With the recent drop in temperatures and new snow I am reminded that cold and hot are relative terms.
One man’s hot day is another woman’s cold day.
Cold is when my too kind and loving wife slides her feet over under the covers and touches me in the middle of the night.
I try to be kind, but I am half asleep, or was half asleep, so the half that isn’t is clinging to the ceiling feeling akin to being tasered.

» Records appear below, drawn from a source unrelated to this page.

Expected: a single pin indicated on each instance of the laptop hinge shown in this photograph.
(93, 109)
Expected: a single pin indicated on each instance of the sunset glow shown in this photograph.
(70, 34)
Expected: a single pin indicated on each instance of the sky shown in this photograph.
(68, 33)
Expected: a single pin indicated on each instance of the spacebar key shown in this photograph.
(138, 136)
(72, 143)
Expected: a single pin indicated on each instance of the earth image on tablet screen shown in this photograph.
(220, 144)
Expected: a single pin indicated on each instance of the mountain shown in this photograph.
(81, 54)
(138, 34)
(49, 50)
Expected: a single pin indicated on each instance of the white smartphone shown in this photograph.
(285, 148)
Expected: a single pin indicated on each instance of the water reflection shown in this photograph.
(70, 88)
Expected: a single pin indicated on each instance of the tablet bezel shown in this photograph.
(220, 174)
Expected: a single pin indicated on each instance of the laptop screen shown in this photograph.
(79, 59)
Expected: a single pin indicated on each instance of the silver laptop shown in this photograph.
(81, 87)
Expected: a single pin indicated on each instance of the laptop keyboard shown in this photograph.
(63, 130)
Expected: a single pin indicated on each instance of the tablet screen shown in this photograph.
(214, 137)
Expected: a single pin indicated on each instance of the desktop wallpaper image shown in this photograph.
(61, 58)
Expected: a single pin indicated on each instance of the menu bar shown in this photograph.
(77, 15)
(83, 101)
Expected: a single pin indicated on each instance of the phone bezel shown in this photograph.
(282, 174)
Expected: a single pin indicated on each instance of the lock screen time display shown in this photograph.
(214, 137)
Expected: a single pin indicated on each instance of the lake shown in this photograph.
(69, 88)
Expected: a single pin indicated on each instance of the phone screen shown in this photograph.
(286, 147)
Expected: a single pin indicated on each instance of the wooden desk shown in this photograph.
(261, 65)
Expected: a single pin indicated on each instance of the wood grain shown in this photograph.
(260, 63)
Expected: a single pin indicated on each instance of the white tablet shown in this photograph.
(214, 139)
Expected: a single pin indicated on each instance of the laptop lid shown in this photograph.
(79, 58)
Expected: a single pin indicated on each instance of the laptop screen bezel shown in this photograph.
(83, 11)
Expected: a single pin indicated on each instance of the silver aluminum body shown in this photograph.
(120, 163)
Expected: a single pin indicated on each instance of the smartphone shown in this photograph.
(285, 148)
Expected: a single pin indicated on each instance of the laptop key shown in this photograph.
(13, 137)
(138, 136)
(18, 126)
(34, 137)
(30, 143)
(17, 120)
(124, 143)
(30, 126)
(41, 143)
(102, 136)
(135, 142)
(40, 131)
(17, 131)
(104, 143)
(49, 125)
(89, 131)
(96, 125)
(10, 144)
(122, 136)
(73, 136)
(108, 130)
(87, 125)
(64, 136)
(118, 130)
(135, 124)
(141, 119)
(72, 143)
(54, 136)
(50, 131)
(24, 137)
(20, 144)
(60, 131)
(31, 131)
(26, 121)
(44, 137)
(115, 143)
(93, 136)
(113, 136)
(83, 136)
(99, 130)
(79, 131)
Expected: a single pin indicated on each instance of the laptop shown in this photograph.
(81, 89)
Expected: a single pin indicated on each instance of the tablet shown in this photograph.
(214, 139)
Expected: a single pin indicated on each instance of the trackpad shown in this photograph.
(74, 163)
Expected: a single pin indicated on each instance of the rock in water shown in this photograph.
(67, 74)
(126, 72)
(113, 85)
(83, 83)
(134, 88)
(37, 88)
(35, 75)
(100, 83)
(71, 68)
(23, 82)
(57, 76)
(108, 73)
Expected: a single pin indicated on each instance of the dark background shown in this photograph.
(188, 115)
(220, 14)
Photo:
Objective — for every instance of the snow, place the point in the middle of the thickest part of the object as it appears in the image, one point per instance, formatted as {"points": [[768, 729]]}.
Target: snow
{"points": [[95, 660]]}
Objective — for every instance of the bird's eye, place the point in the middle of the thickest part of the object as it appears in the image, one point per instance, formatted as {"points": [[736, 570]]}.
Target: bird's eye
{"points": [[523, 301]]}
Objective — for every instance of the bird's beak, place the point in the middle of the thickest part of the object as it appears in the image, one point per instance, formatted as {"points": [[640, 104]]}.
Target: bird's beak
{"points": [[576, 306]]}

And hot is when my wife sends me to bed a few minutes early to warm up her side.
I think our thermometer should have descriptions; not numbers.
72 degrees: Kara turns on the air conditioner and is grumpy because it’s too hot.
70 degrees: Kara turns on the heater and is grumpy because it’s too cold.
60 degrees: Bluff residents turn on the heat, people in Monticello plant gardens and Bubba-Blen sits on his front porch in his undershirt; I think he is reading a book.
50 degrees: Blanding baseball team cancels practice. Monticello football team starts two- a-days.
40 degrees: Blanding residents celebrate their wise decision not to move to Monticello. People in Monticello drive with their windows down up the mountain to cool off some. La-Sal residents use straw as skirting to cover axles on home and leave opening for dog and cat to make home under “new-to-them” domicile.
32 degrees: Distilled water freezes. Fishermen drive by Loyd’s Lake to see if water has frozen. La-Sal residents get confused reading thermometer.
20 above zero: Blanding residents don coats, thermal underwear, gloves, wool hats and drive to Monticello for a Friday night football game.
People in Monticello throw on a flannel shirt and go to the football game and say, “Dang them boys from Blanding are big.”
15 above zero: People in La-Sal finally start a fire in the wood burning stove. Headlines in next weeks’ San Juan Record reads Five Mobile Homes Burn Down in La-Sal.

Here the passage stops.